Calvary Psalms: Covenantal Lament
Lamentation is the expression of deep sadness about the way things are. It is not simply “emoting” or “venting”—that can simply be raging into the void. In fact, it actually takes faith to lament truly. A person has to believe in the saving God, the God of covenant to truly lament, for lament involves speech with Him.
The greater our knowledge of the saving God, the deeper our experience of sadness in the world as it is. Jesus was often grieved as he saw situations of trouble, death, sin and faithlessness—and he lamented it. Paul encountered such situations too—and he lamented it. This sadness is the flipside of hope and faith in God.
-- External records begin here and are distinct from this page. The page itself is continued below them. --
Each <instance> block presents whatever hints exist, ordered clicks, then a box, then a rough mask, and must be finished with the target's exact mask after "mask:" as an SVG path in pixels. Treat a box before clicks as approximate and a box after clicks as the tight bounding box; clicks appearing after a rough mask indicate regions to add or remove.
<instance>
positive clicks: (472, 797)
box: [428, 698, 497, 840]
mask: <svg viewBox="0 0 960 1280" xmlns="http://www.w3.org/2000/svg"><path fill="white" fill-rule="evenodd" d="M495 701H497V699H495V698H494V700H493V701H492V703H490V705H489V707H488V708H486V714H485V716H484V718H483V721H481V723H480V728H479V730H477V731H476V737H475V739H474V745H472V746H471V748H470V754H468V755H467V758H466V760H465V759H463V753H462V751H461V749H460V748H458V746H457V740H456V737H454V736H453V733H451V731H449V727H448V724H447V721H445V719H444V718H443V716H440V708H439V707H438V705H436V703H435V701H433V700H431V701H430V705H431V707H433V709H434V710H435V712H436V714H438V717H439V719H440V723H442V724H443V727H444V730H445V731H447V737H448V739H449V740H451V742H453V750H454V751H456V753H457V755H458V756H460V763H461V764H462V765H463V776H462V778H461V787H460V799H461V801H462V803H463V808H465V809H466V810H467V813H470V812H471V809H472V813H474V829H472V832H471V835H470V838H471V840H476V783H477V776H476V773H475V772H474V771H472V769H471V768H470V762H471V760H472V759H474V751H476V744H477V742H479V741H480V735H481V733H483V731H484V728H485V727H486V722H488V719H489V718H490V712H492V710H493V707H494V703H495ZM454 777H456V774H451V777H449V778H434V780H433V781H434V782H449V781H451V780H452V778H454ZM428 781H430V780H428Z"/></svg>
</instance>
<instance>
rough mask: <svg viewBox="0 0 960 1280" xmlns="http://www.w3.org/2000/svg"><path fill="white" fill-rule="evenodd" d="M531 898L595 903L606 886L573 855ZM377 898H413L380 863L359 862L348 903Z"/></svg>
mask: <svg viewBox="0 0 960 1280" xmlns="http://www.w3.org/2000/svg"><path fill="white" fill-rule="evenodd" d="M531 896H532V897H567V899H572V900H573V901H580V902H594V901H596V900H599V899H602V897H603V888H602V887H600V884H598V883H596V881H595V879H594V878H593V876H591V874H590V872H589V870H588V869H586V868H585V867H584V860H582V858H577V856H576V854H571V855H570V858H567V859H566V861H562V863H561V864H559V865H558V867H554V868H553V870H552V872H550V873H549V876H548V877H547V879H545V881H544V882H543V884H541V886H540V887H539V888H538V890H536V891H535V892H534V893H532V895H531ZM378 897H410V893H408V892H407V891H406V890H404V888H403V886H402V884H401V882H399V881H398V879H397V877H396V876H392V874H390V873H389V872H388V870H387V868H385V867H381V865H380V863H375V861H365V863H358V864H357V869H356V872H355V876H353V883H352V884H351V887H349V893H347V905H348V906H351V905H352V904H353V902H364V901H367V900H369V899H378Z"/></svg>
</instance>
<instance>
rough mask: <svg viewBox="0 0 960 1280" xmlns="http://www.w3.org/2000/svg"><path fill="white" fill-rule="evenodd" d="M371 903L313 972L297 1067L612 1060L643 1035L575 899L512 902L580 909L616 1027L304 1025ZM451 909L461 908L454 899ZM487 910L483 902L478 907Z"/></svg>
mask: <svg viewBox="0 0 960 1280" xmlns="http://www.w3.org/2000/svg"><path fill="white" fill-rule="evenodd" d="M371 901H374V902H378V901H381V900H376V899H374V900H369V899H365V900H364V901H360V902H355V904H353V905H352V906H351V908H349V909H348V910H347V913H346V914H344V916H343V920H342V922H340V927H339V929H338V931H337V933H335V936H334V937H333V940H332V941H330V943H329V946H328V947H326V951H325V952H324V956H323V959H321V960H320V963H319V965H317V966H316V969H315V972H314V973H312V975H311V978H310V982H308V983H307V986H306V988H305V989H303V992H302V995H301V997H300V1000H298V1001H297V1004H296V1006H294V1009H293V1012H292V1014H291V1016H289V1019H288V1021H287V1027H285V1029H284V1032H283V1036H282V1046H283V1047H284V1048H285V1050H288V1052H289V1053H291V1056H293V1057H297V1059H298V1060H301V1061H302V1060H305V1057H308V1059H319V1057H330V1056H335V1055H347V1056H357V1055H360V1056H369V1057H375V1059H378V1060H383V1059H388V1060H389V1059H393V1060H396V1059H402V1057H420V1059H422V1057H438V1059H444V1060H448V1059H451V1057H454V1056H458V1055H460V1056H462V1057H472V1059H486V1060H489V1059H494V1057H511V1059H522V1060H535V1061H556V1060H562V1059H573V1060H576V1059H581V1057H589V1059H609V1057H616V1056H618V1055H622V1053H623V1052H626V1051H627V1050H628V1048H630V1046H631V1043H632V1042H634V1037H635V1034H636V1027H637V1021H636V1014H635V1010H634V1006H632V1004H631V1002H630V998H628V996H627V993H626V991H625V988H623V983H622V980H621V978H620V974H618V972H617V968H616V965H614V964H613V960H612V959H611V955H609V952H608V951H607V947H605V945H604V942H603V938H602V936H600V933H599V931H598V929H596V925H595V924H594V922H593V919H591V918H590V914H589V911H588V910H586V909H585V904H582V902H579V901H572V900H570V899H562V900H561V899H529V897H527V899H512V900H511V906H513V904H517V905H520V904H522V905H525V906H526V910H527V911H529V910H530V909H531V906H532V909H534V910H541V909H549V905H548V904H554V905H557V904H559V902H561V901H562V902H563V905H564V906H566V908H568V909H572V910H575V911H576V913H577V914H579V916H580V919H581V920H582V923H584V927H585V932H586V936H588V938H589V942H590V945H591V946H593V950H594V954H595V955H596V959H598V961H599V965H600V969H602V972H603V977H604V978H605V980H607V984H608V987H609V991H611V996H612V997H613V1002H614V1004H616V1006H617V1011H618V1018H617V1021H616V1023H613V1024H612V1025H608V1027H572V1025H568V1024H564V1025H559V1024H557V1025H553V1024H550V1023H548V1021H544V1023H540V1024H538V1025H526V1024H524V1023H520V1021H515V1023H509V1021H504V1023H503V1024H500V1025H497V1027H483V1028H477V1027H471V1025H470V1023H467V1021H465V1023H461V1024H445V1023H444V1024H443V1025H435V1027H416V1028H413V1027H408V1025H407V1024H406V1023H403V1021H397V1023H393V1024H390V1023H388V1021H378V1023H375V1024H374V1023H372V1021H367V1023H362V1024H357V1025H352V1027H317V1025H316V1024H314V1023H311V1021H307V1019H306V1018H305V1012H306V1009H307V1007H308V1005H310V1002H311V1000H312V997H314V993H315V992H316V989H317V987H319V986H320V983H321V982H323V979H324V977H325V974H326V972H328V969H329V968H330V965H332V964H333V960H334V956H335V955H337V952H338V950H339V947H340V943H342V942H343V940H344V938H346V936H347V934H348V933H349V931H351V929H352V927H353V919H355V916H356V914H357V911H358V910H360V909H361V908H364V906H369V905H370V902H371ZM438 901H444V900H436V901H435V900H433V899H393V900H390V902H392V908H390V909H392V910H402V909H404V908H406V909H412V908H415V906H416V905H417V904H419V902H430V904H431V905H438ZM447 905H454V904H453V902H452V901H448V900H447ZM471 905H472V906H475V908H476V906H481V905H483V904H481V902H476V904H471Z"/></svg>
It is because of our knowledge of the saving love of God, and His covenantal intention for the final renewing of all things, and the destruction of death, sin and evil at the end, that we can look at this world as it is, and feel deep sadness about the way things are. No faith, hope and love—no lamentation. Full faith, hope and love—true lamentation.
Psalm 88 is the most complete expression of lamentation in the Psalter. Of all the lamentations, it is the most grief-filled. All the way through the sufferer speaks directly to the LORD about his deep trouble. “The LORD” is the covenant name of God, that name by which Israel could be sure of the LORD’s mercy and grace, His slowness to anger, abundance in steadfast love and faithfulness, and full and free forgiveness. The psalm records the sufferer holding the LORD responsible for all that is happening. He asks the LORD questions—deep, searching questions—about what is happening, why this is happening when the LORD is the covenant God. The psalm has no “happy ending.” There is no resolution of the grief into praise. It is like a compressed version of the book of Job, but starker, without the enclosing framework which spells out the covenant purposes of God in what happens to Job. This is the person who believes in the covenant God of grace in the middle of suffering when he or she cannot see how it connects to God’s covenant purposes.
It is so good that this psalm is there in Israel’s songbook. Suffering can be lonely, hard, bewildering. Jesus himself entered into the deepest suffering of all—the lonely, hard, bewildering suffering of bearing the sins of the world and the judgment of God on sin. Jesus is the true pray-er of this prayer. This psalm encourages us to speak to the Father out of our bewilderment and loneliness, to not think foolishly that the Father is not in control, to express our pain to Him and to ask Him our searching questions, and to wait and persist in lamentation when we do not get an immediate answer from Him.